VictoriaLogs icon indicating copy to clipboard operation
VictoriaLogs copied to clipboard

Updated VM code for VL?

Open sc7565 opened this issue 2 years ago • 9 comments

Are there plans to update the VM code in this repository to support latest code?

sc7565 avatar Sep 02 '21 04:09 sc7565

I did some work with VM-1.64.1-cluster, fixed some bugs:

  • memory leak in vmselect
  • broken labels api
  • corrupted logs within vmstorage
  • wrong direction in vmselect
  • dead connections in connPool
  • duplicated fetchDataOption resulted empty func result
  • unexpected limit result

but there're many things left to do:

  • the right result for reversed sorted timeseries with specified limit.
  • the right result for rollup/aggfunc
  • the right result for binaryOpFunc
  • loki parsers support

@faceair Is this project still active?Any interest we move things forward?

mxlxm avatar Sep 06 '21 13:09 mxlxm

My initial goal was to try out the storage design using VictoriaMetrics to see if it could be used to store more types of data and to learn more about VictoriaMetrics.

Implementing the loki protocol just seemed simple enough, and I haven't actually used loki in a production environment. I'm confused if loki is designed to work well enough, since it doesn't support queries with high cardinality labels. Are you guys using loki in production, as a full replacement for Elasticsearch, or are you using both?

faceair avatar Sep 06 '21 14:09 faceair

I'm also worried about LogQL's performance when there's a lot of data.

{container="query-frontend",namespace="loki-dev"} |= "metrics.go" | logfmt | duration > 10s and throughput_mb < 500

Take this expression as an example. The preceding label selection part we can treat as a traditional database index, and there are many ways to optimize its performance. But the log pipeline needs to load the raw data, and the scanning and filtering overheads are very high, which I feel is more complicated than even the full-text search implementation.

faceair avatar Sep 06 '21 15:09 faceair

Loki's great for lightweight environment, simple and more efficient than es. But yes, it's unusable with heavy load(peek at 60w logs/s). The pipeline design sucks with huge data. So, I'm thinking about auto-create label like __deduplicated_log__ with deduplicated(r.Line), and turn pipeline query into tagfilter to solve this.

mxlxm avatar Sep 06 '21 15:09 mxlxm

The performance of loki is better than I thought it would be.

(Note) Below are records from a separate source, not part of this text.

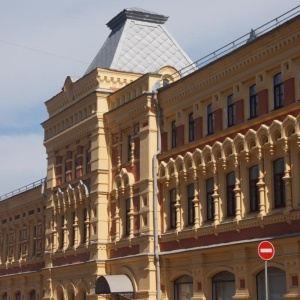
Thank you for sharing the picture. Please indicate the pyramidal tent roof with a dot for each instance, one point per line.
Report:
(139, 43)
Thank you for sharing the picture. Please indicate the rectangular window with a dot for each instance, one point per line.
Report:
(279, 186)
(129, 148)
(191, 209)
(127, 217)
(62, 232)
(87, 161)
(210, 209)
(210, 119)
(76, 159)
(253, 189)
(173, 135)
(191, 128)
(34, 241)
(230, 180)
(253, 101)
(278, 91)
(72, 237)
(173, 216)
(84, 226)
(230, 111)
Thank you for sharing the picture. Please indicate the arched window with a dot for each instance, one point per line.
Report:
(223, 285)
(276, 284)
(183, 288)
(32, 295)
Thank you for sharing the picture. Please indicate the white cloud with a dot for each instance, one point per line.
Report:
(22, 161)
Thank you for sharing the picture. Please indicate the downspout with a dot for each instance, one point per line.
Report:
(155, 200)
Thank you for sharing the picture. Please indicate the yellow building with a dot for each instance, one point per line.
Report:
(164, 175)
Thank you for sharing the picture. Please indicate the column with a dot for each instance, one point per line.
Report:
(261, 184)
(237, 189)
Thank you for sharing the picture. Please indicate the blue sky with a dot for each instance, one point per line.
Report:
(72, 32)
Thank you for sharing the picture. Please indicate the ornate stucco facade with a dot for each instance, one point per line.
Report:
(172, 182)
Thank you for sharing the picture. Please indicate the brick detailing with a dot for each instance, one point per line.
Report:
(125, 251)
(198, 128)
(289, 91)
(263, 104)
(180, 135)
(232, 236)
(23, 269)
(239, 111)
(218, 120)
(71, 259)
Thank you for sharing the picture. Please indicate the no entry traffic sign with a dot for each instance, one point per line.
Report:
(266, 250)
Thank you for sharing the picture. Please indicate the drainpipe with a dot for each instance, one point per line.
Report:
(155, 200)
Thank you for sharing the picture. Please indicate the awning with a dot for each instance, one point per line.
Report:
(113, 284)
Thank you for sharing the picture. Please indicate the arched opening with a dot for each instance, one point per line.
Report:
(276, 284)
(223, 285)
(183, 288)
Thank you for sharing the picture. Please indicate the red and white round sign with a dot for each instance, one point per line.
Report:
(266, 250)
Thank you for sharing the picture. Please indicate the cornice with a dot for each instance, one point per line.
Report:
(212, 76)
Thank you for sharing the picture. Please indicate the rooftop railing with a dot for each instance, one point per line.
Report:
(23, 189)
(250, 36)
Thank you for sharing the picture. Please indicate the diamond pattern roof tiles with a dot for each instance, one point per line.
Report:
(139, 43)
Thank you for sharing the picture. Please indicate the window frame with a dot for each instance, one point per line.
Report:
(181, 282)
(172, 208)
(254, 197)
(190, 203)
(210, 208)
(253, 102)
(209, 119)
(279, 184)
(230, 195)
(278, 91)
(127, 217)
(191, 127)
(230, 111)
(173, 135)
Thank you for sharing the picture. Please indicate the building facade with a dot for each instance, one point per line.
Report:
(160, 185)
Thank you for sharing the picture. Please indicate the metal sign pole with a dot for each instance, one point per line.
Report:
(266, 278)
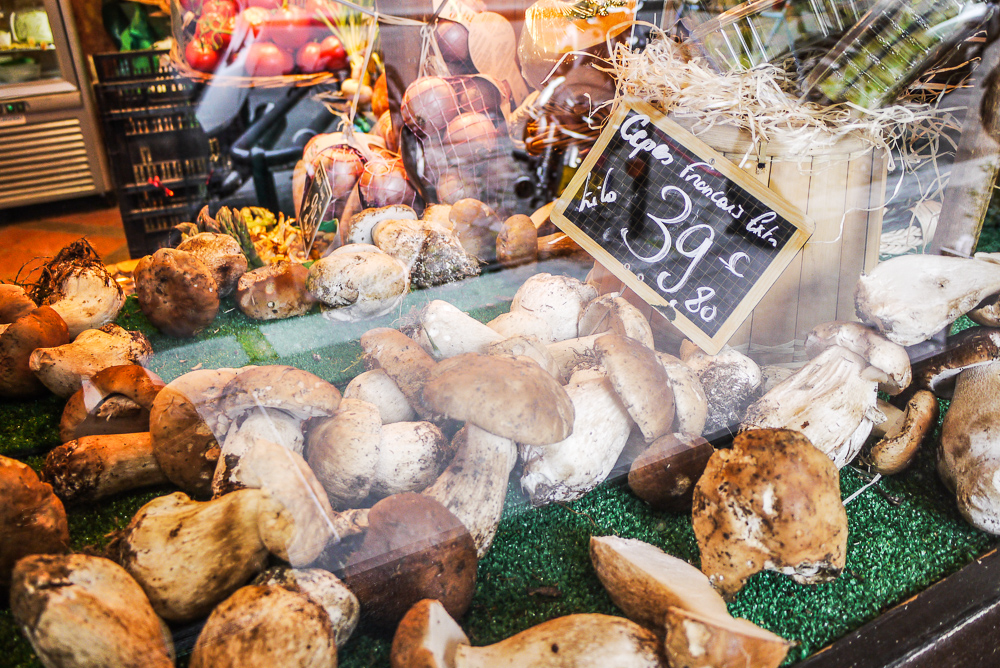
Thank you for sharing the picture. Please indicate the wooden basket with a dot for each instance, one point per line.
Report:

Also, we may need to find a few reasons to move this project forward.

  1. breakthrough in query or storage performance?

It would be more difficult to be fully compatible with the LogQL query protocol.

  1. reduce the cost of storage?

We also need to support s3 storage to reduce costs. Or something like juicefs, but they have poor random read/write performance.

  1. reduce the resource footprint of loki itself?

The MergeSet is somewhat similar to LSMTree in that it will maintain the order of the data in the blocks by merging them multiple times. This makes sense when dealing with metric data, but for log data, where the size of one log is large, it is not very economical to sort in memory multiple times and write to disk repeatedly. With the current VictoriaLogs storage model design, the resource usage is not necessarily better than loki.

I don't really understand the deduplicated_log design you just mentioned, but it looks like a local optimization, and you should be able to implement it inside loki as well.

I've recently been looking for some new ideas to support log data storage and querying, the goal is also efficient querying and cheap storage, but it probably won't be designed to be compatible with the loki protocol anymore.

faceair avatar Sep 06 '21 16:09 faceair

I've tried Loki-distributed(with memcache enabled) with the same data, basically unable to query for entry rate large than 1w/s, even within 15 minutes. And querier would consume endless memory without buffer reuse.

As you said Implementing the loki protocol just seemed simple enough., and maybe we can just implement the basic needs.

For the s3-compatible storage, we could intergate minio-go into vmstorage within VM, and backport to VL.

For my current VL-cluster, the resource usage seems acceptable compare to loki.

mxlxm avatar Sep 07 '21 03:09 mxlxm

Great, it looks like we can still move forward with this project. You are welcome to submit your bug fixes to PR. Also, I'll be putting together a follow-up TODO.

faceair avatar Sep 07 '21 07:09 faceair

I'll send the PR later. By the way, I think we shouldn't change value type in vmstorage, how about extend vmstorage with a new field data to store log data, each log's value defaults to 1, so we could benefit with most MetricsQL funcs. Besides, we could support exemplars with this extended data field.

mxlxm avatar Sep 07 '21 11:09 mxlxm

@faceair https://github.com/faceair/VictoriaLogs/pull/7 PR is ready for review.

mxlxm avatar Sep 07 '21 14:09 mxlxm